Der Abbruch durch den Crash von Felipe Fraga überschattet das Qualifying: Rene Rast wahrt mit der Pole seine Titelchancen, Pech für Sheldon van der Linde und Auer

(Motorsport-Total.com) - Letztes DTM-Qualifying der Saison am Sonntag in Hockenheim - und bevor die Titelrivalen Sheldon van der Linde und Lucas Auer ihre schnellen Runden fahren konnten, sorgte der Crash von AF-Corse-Ferrari-Pilot Felipe Fraga 2:25 Minuten vor dem Ende für einen Abbruch.

Rene Rast

Rene Rast nutzt den Abbruch und startet vor Clemens Schmid und Marius Zug Zoom

Die Session wurde danach nicht mehr fortgesetzt. Der Brasilianer war kurz davor die schnellste Zeit gefahren, aber da er der Auslöser der Roten Flagge war und seine Runde gestrichen wurde, steht Abt-Audi-Pilot Rene Rast mit einer Bestzeit von 1:36.817 auf der Poleposition (hier geht's zum Ergebnis).

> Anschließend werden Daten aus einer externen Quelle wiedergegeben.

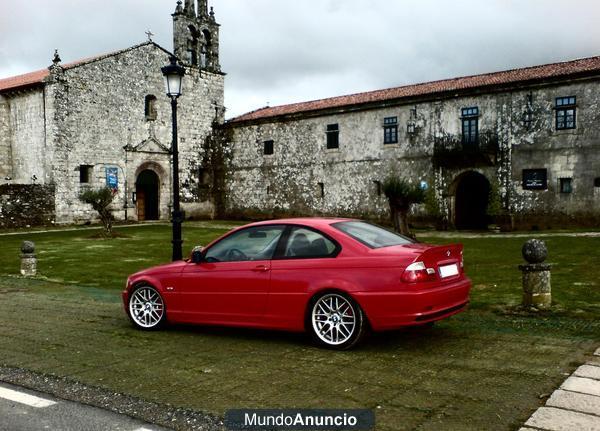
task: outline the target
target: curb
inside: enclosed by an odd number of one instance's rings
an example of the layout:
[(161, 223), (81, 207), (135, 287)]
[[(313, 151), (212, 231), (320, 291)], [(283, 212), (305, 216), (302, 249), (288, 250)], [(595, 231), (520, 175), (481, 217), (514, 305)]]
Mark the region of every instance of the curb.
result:
[(519, 429), (533, 430), (600, 431), (600, 348)]

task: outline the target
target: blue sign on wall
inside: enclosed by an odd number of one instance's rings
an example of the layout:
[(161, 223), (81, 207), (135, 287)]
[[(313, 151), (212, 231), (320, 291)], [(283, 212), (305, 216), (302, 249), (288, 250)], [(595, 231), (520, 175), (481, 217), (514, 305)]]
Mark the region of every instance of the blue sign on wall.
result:
[(106, 187), (116, 190), (119, 187), (119, 168), (106, 168)]

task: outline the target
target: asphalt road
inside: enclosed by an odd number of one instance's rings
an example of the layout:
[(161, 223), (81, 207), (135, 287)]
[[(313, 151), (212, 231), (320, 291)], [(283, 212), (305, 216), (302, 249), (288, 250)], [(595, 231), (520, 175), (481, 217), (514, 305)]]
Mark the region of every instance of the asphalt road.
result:
[(129, 416), (0, 383), (0, 431), (166, 431)]

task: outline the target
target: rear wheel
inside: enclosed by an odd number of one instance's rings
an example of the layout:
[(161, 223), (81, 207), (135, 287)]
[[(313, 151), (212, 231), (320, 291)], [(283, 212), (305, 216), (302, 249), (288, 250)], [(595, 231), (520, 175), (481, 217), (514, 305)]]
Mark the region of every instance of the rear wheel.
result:
[(331, 292), (316, 297), (307, 322), (313, 338), (332, 349), (349, 349), (365, 334), (365, 321), (359, 305), (350, 296)]
[(152, 286), (136, 287), (129, 297), (128, 308), (131, 321), (139, 329), (158, 329), (165, 322), (165, 303)]

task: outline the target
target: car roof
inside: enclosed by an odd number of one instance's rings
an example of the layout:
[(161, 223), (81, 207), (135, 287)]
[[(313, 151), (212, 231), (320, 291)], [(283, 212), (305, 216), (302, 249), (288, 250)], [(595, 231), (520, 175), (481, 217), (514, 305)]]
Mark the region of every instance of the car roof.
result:
[(255, 223), (250, 223), (247, 226), (262, 226), (262, 225), (271, 225), (271, 224), (299, 224), (311, 227), (322, 227), (329, 226), (333, 223), (338, 223), (342, 221), (350, 221), (356, 220), (351, 218), (342, 218), (342, 217), (297, 217), (297, 218), (282, 218), (282, 219), (273, 219), (273, 220), (265, 220), (259, 221)]

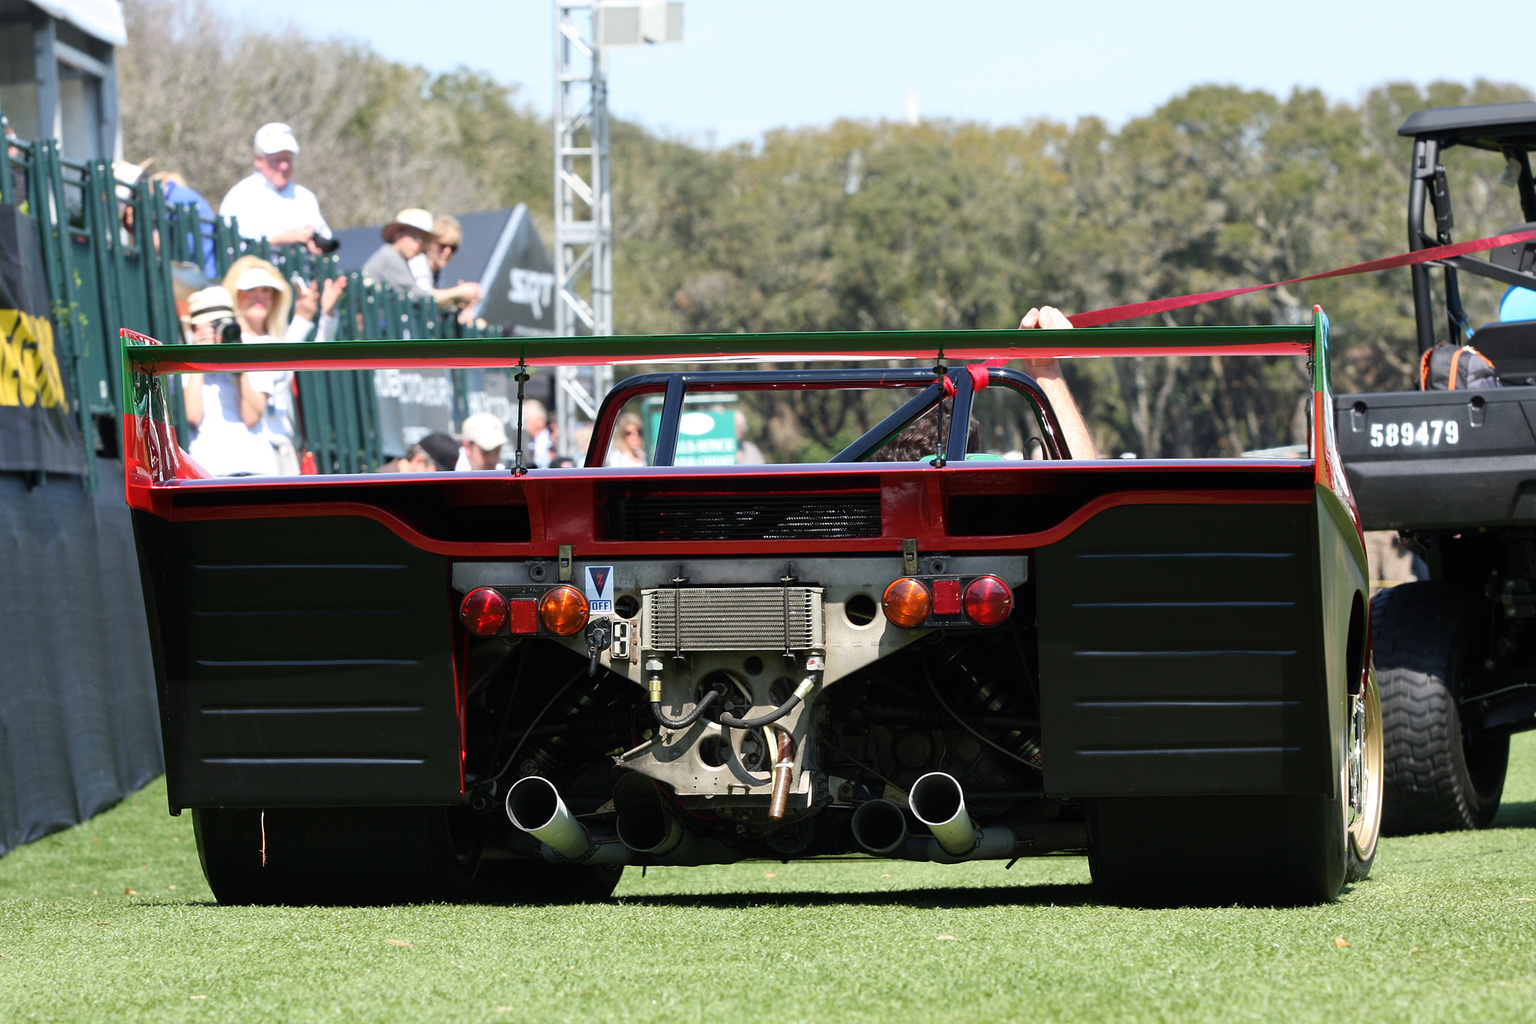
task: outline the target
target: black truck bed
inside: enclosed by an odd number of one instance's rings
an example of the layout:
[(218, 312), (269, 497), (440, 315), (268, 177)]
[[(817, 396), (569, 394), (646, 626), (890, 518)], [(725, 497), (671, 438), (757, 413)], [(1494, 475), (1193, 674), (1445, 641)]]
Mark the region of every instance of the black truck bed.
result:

Und macht damit wichtige drei Punkte im Titelkampf, wodurch er 18 Punkte hinter DTM-Leader Sheldon van der Linde liegt (Stand in der Meisterschaft vor Finale). "Ich muss trotzdem noch gewinnen", rechnet der dreimalige DTM-Champion. "Selbst wenn ich Zweiter werde und Sheldon ausfällt, reicht es nicht, weil wir dann punktgleich wären und Sheldon mehr Siege hat."

Warum Rast im Gegensatz zur Konkurrenz gute Zeit setzte

Dennoch ist Rast, der nach dem enttäuschenden Samstag durch eine Anpassung der Balance of Performance einen größeren Restriktor und mehr Leistung erhielt, hochzufrieden. "Viel besser hätte die Ausgangsposition für uns heute nicht sein können".

Dabei war auch Rast zunächst verärgert über den Abbruch, der ihm später in die Hände spielen sollte. "Ich habe geschrien, was das soll. Ich habe gerade Kurve 1 durchfahren und war eigentlich auf meiner richtig schnellen Runde. Ich war zweieinhalb Zehntel vorne und habe geflucht, wie ein Rohrspatz", sagt er bei 'ran.de'. "Aber am Ende war es natürlich für mich positiv."

Warum er im Gegensatz zu seinen Konkurrenten bereits früher eine schnelle Runde gedreht hatte, obwohl die Toppiloten in der Regel am Sonntag erst spät auf die Strecke gehen, weil sie nur noch einen frischen Reifensatz haben? "Wir sind bewusst rausgefahren, weil wir gesagt haben: Wir wollen kein Risiko eingehen, dass irgendjemand das Ding ins Kiesbett steckt und wir dann keine Runde fahren können", erklärt Rast. "Und genauso kam es."

DTM-Leader kommt mit blauem Auge davon

Grasser-Lamborghini-Pilot Clemens Schmid, der mit 0,418 Sekunden Rückstand Zweiter wurde, und Attempto-Audi-Pilot Marius Zug, der mit 0,789 Sekunden Rückstand Dritter ist, profitierten davon, dass sie durch ihre frühen Ausfälle am Samstag noch zwei frische Reifensätze zur Verfügung hatten und dadurch früh ihre Zeiten in den Asphalt brannten.

Auch DTM-Leader Sheldon van der Linde kam auf Platz sechs mit 1,705 Sekunden Rückstand mit einem blauen Auge davon, zumal Winward-Mercedes-Pilot Lucas Auer, der in der Meisterschaft zwei Punkte hinter van der Linde liegt, nur Elfter wurde.

Dazu kommt, dass van der Linde auf Platz fünf aufrückt, weil Rosberg-Audi-Pilot Nico Rosberg um zwei Startplätze zurückversetzt wird. Er musste nach einem Reifenschaden einen zusätzlichen Reifensatz zurückgreifen, den er nicht im Kontingent hatte.

Sheldon van der Linde: "Muss Rennen in Punkten beenden"

"Das war ein ganz komisches Qualifying", sagt der Schubert-BMW-Pilot bei 'ran.de'. "Natürlich ist es für mich ganz okay, auf P6 zu stehen, aber wenn man auf einer schnellen Runde ist, ist es natürlich schade wenn man dann in den letzten beiden Kurven abbrechen muss."

Er sei froh, dass "wir schon im ersten Run eine schnelle Runde gefahren sind, und die meisten anderen nicht. Das hat uns in die Karten gespielt."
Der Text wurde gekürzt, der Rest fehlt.